John McPhee, New Yorker writer and author of 30 books, has been a Ferris Professor since 1974, leading two seminars every three years. Recipient of a Pulitzer Prize and a George Polk Career Award for his “indelible mark on American journalism during his nearly half-century career,” he is teaching a spring-term seminar on Creative Non-Fiction, specially designed for sophomores.
Jim Steele, investigative reporter and contributing editor to Vanity Fair, is legendary for tackling the most complicated issues, such as healthcare, the tax system, and nuclear waste. He has won two Pulitzer prizes, two National Magazine Awards, and six Polk Awards, and co-authored eight books.
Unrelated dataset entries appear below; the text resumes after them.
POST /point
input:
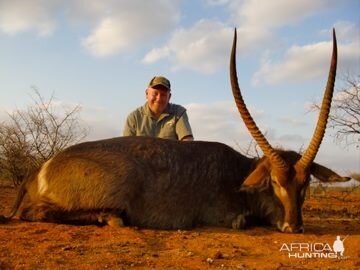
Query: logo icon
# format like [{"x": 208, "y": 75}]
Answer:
[{"x": 338, "y": 245}]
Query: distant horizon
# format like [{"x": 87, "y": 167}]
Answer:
[{"x": 102, "y": 54}]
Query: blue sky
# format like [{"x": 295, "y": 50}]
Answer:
[{"x": 101, "y": 55}]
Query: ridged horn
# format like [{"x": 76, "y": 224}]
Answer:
[
  {"x": 310, "y": 153},
  {"x": 255, "y": 132}
]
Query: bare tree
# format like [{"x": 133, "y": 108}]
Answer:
[
  {"x": 34, "y": 135},
  {"x": 345, "y": 113}
]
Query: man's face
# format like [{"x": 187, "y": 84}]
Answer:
[{"x": 158, "y": 99}]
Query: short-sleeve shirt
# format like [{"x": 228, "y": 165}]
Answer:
[{"x": 173, "y": 123}]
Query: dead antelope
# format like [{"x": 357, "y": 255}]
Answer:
[{"x": 164, "y": 184}]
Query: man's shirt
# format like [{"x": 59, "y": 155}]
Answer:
[{"x": 173, "y": 123}]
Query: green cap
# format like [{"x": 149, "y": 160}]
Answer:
[{"x": 160, "y": 80}]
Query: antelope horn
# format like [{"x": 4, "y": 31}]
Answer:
[
  {"x": 310, "y": 153},
  {"x": 265, "y": 146}
]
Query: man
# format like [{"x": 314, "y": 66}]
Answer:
[{"x": 158, "y": 117}]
As a Ferris Professor, Steele is leading a spring-term seminar on investigative reporting: its history, its techniques, and its role in society.
Joe Stephens, Ferris Professor in Residence and an investigative projects reporter for The Washington Post, is a three-time winner of the George Polk Award and three-time finalist for the Pulitzer Prize. One of his best known investigations focused on pharmaceutical companies testing drugs overseas. He is teaching a fall-term course on Investigative Journalism, with a focus on accountability reporting, and a spring-term course on The Media in America.
Noy Thrupkaew is a contributing editor for The American Prospect. She is currently writing a book about human trafficking and labor exploitation and has reported from Cambodia, Thailand, Burma, Iran, Morocco, Vietnam, and Cuba. Her spring course on International News will focus on writing local stories with global implications, including national security policy, migration and social inequality, and trauma and resistance in refugee communities.
David Wessel, previously the Economics Editor and Chief Economics Correspondent for The Wall Street Journal, now directs a new fiscal policy center at the Brookings Institute. He will teach a spring-term course on The Political Economy Beat, with a focus on the craft of writing about fiscal and monetary policy, election campaigns, living standards, social trends, and inequality.